Depuis deux ans, sa collègue Patricia Pinna fait également travailler des élèves du collège de Pont-Rousseau, à Rezé (Loire-Atlantique), sur ce programme. L’année dernière, toutes les classes de sixième, soit 152 élèves, l’ont pratiqué. Douze enseignants de l’école sont pleinement engagés dans la démarche, ainsi que des professeurs volontaires. Dans cet établissement, « lancer un tel programme n’a pas été sans difficulté, car il fallait trouver un juste milieu pour que le temps passé à pratiquer la méditation n’empiète pas sur l’organisation du contenu pédagogique ». Les résultats positifs étant indéniables, le collège souhaite continuer l’expérience l’année prochaine. « L’idée, désormais, c’est que les enseignants s’imprègnent de l’outil pour être libres de l’utiliser à tout moment ». Ainsi, les élèves de cinquième poursuivront l’expérience avec des professeurs formés. « On espère ensuite qu’ils continueront et feront des émules en quatrième et en troisième ».
Du village des Pruniers au programme Peace
Pour nourrir ses ateliers d’orientation laïque, Patricia Pinna admet s’inspirer de citations de Thich Nhat Hanh. De même pour Élisabeth Couzon, qui s’est initiée à la pleine conscience au village des Pruniers, où elle a rencontré le grand maître zen vietnamien. L’instructrice MBSR a également suivi plusieurs retraites Vipassana. Dans le programme Peace, elle retrouve tout ce qu’elle a appris : « La présence sert de fil conducteur : se changer soi pour changer le monde ».
« Quand je demande à un enfant comment il a pratiqué la méditation et qu’il me répond : « À la récréation, on m’a donné un coup de pied, moi j’ai respiré », et qu’un autre me dit que sa maman était en colère, qu’il l’a donc prise par la main et l’a invitée à respirer avec lui, je sais que je n’ai pas perdu mon temps ». Élisabeth Couzon
« L’éducation du futur sera beaucoup plus ouverte à l’intuition et à la pensée sensible », ajoute Florent Pasquier pendant la conférence.
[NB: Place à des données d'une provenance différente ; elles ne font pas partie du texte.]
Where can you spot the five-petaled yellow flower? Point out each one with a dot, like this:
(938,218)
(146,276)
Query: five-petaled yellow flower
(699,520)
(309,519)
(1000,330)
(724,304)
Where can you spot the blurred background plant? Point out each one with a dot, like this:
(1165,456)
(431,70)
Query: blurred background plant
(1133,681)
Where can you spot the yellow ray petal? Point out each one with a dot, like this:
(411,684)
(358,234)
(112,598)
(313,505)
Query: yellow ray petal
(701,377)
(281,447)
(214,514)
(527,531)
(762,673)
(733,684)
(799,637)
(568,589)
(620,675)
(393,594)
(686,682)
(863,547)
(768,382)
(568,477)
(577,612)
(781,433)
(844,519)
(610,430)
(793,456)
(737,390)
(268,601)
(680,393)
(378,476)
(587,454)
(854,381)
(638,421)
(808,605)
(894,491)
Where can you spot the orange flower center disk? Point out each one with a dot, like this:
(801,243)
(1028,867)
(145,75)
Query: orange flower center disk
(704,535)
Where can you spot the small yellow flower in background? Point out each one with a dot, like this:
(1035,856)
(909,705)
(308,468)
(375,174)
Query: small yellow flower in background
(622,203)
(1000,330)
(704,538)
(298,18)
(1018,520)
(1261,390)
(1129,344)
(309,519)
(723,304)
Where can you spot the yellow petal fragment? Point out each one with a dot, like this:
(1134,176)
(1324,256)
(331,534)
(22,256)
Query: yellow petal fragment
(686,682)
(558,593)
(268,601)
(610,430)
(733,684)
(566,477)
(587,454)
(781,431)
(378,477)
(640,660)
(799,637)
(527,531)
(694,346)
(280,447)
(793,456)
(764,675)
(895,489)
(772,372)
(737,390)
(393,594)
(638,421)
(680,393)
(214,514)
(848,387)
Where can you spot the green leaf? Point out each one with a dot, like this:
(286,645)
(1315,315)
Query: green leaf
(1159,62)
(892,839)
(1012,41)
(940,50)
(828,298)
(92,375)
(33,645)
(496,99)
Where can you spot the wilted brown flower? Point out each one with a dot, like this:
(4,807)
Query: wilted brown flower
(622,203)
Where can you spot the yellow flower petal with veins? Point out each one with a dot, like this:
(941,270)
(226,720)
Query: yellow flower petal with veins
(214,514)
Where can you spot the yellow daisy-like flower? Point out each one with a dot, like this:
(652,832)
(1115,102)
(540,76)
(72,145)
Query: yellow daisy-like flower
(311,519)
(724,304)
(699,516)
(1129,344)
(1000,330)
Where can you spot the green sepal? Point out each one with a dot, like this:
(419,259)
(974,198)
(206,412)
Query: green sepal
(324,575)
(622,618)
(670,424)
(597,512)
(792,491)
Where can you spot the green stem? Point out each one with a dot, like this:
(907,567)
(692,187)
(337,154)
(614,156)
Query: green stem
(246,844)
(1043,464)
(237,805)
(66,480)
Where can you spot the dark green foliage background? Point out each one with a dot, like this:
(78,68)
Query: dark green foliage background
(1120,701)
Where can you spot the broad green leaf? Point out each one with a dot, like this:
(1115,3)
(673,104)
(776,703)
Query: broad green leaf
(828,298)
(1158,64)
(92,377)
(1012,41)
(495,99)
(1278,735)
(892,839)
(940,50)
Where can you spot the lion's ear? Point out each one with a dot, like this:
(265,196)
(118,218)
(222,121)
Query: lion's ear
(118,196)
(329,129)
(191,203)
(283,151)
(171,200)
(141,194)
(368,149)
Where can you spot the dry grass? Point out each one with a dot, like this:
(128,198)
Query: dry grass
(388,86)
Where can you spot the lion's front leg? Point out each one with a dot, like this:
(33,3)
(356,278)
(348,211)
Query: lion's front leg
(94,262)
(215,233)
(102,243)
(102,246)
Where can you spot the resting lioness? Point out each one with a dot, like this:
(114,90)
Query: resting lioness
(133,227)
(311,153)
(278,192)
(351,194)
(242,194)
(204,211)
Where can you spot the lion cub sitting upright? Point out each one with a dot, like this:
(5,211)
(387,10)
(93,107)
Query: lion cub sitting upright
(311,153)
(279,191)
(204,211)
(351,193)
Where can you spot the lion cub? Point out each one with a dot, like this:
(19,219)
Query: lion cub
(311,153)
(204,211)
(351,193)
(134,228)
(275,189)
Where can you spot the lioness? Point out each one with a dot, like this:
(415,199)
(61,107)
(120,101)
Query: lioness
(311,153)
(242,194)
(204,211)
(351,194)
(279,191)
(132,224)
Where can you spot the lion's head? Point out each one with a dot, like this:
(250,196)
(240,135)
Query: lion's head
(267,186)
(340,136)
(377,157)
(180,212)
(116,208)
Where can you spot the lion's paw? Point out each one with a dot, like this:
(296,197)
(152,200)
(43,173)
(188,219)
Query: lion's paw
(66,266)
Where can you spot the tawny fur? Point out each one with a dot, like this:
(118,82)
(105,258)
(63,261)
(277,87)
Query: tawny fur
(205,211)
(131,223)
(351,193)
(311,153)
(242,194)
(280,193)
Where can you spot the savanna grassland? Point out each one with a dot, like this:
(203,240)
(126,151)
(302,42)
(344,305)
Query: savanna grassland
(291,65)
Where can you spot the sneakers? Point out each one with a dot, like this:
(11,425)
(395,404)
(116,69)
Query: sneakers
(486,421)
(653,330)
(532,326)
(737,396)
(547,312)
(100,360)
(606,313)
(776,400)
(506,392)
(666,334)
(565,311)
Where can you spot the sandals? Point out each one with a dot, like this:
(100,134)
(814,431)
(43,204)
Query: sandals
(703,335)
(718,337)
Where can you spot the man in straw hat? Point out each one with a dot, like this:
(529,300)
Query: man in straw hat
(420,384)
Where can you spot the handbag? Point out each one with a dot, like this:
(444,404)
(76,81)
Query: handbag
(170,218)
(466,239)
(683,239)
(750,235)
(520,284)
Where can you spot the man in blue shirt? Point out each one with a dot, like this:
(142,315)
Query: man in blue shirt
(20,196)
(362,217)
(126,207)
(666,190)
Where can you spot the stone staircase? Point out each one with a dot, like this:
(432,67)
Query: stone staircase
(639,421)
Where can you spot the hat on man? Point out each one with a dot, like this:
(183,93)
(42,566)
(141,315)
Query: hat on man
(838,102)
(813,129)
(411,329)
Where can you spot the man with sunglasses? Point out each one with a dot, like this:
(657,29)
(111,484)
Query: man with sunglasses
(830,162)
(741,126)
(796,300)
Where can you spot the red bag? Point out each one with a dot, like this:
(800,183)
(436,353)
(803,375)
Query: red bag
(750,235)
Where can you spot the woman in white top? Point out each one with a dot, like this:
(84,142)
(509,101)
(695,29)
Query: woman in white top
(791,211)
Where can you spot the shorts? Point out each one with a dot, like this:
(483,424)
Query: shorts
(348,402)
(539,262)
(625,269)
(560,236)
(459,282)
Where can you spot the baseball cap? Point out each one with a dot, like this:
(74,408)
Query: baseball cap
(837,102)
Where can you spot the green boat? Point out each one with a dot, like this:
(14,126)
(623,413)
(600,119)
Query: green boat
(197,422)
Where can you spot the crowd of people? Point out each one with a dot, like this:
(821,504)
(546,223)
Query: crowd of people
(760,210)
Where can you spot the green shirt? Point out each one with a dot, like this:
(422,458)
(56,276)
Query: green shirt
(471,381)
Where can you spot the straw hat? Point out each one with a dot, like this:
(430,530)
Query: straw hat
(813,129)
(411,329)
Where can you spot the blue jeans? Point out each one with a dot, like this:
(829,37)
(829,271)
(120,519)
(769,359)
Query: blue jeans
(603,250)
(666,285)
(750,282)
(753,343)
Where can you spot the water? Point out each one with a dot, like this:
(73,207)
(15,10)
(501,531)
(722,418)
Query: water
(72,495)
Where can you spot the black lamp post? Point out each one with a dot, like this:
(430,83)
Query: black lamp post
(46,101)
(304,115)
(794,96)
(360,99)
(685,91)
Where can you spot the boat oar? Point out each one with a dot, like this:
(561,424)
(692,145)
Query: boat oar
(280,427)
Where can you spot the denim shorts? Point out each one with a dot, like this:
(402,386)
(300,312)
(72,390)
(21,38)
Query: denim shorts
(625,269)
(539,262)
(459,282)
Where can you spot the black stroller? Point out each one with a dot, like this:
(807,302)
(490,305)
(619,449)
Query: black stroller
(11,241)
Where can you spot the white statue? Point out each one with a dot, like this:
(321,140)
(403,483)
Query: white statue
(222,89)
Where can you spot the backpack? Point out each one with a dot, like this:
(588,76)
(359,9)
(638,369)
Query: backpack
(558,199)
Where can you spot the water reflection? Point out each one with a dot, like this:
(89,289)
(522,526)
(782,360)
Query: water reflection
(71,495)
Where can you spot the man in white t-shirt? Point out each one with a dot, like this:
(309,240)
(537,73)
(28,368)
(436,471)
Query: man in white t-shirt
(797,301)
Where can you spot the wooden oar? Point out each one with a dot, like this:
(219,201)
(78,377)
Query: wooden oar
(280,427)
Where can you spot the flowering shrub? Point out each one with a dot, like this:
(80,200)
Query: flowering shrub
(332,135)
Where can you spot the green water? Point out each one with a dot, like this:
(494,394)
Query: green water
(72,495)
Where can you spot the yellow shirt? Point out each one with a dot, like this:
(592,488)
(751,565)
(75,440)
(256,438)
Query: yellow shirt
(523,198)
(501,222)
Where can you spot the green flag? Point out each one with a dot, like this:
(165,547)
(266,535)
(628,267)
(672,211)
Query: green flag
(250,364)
Il forme les futurs professeurs en master éducation et enseignement à La Sorbonne. « Le souffle, la conscience du souffle et la répartition du souffle sont des méthodes dont l’école peut s’emparer au moment de la récréation par exemple ». Le maître de conférences, qui se dit « très inspiré par les principes bouddhiques – impermanence, non-dualité, conscience globale, respect de la vie et d’autrui – », se réjouit de pouvoir utiliser des outils issus de la méditation dans un cadre laïque.
Savoir-être et savoir devenir
Tous l’affirment, cette pratique permet le développement de compétences transversales, liées au savoir-être et au savoir devenir : créativité, capacité de coopération et de dialogue, prise de recul. « Des facultés encouragées, depuis 2005, par la création du socle commun de connaissances, de compétences et de culture, qui peut tout à fait inclure les pratiques méditatives », précise Florent Pasquier. Elles sont par ailleurs défendues dans d’autres textes officiels, notamment la Convention internationale des droits de l’enfant, qui stipule qu’il doit être associé à toutes les décisions qui le concernent. « Il n’y a rien à inventer, il y a juste à trouver les moyens les plus adéquats pour exploiter ces outils », insiste l’universitaire.
Pour Élisabeth Couzon, les résultats sont très encourageants pour la suite. « Quand je demande à un enfant comment il a pratiqué la méditation et qu’il me répond : « À la récréation, on m’a donné un coup de pied, moi j’ai respiré », et qu’un autre me dit que sa maman était en colère, qu’il l’a donc prise par la main et l’a invitée à respirer avec lui, je sais que je n’ai pas perdu mon temps ».
Même satisfaction du côté des enseignants qui y gagnent en détente et en présence. « Ils n’ont pas besoin d’avoir du charisme. Ils sont juste là. Et quand on est là, dans le cœur, les enfants le sentent ».